I’ve never been entirely sure if I believe in writer’s block, and yet…it happens to me all the time.
I’ve been sitting at my computer for close to an hour, with so many words in my head, and yet I have not written more than a few sentences. I have always been a writer, and I have always had trouble writing.
I believe there are two kinds of words. The first kind is the kind that I wish I could write. The kind where I read about something, or think of something that is important to me and I want to write about it. To communicate how this relates to me, and why I believe it is important. The writing that can be edited until it reads perfectly, and every paragraph is spaced perfectly. There are no typos or cross-outs or bad puns (well maybe a couple). This kind of writing I have to force myself to do. And sometimes something useful and interesting comes out of it.

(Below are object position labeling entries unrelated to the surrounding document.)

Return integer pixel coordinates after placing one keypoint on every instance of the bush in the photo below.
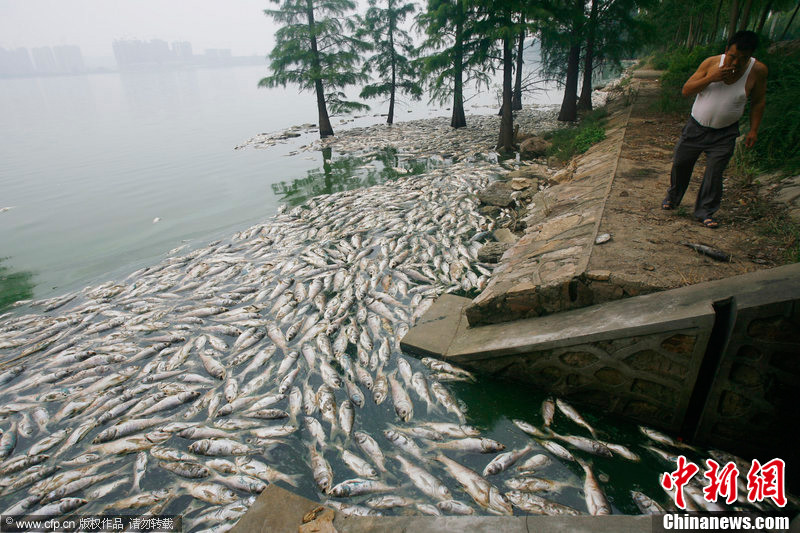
(568, 142)
(778, 144)
(681, 63)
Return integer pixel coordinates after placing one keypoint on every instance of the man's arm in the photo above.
(708, 72)
(758, 102)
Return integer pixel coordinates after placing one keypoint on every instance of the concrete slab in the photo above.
(680, 308)
(491, 524)
(648, 74)
(437, 328)
(276, 510)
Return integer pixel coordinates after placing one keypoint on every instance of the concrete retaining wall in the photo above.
(718, 362)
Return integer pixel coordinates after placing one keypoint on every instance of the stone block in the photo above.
(679, 344)
(504, 235)
(598, 275)
(491, 252)
(652, 362)
(534, 147)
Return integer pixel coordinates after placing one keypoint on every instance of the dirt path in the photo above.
(646, 251)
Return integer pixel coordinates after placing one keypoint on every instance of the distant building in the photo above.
(182, 51)
(69, 59)
(15, 62)
(44, 61)
(130, 53)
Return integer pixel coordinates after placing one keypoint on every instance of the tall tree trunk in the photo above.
(763, 18)
(569, 108)
(745, 20)
(677, 39)
(458, 120)
(585, 102)
(516, 98)
(716, 22)
(390, 120)
(325, 128)
(698, 29)
(789, 25)
(734, 16)
(506, 143)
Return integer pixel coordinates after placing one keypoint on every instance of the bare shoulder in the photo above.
(760, 69)
(707, 62)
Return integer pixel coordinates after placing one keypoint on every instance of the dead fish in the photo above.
(713, 253)
(602, 239)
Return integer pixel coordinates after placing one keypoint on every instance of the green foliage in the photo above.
(680, 63)
(451, 53)
(574, 140)
(778, 144)
(315, 44)
(393, 51)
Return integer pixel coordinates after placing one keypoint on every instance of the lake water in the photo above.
(89, 162)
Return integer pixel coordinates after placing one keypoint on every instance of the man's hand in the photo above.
(717, 73)
(750, 139)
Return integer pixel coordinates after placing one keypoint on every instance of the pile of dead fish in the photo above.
(434, 138)
(274, 357)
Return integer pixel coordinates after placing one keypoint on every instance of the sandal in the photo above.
(709, 222)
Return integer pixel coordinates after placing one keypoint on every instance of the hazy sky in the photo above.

And then there are the words that need to be written. The words that I couldn’t stop from pouring out if I built a dam to keep them in. The kind that tumble loosely through my mind and out through my pen. The kind that wake me up at 3am already formed in a poem.
I think I experience writer’s block when I try to force the first kind of words. But to avoid writer’s block all I really need to do is let go and let the words that need to be written be written. And maybe there are typos, and maybe I forget a comma. But I want my writing to be raw and authentic. To be filled with emotion and truth. I want my writing to resonate and to make people laugh and cry, and learn about who I am.
Maybe I won’t always succeed at that, but if I don’t reach for the sky I will never touch it.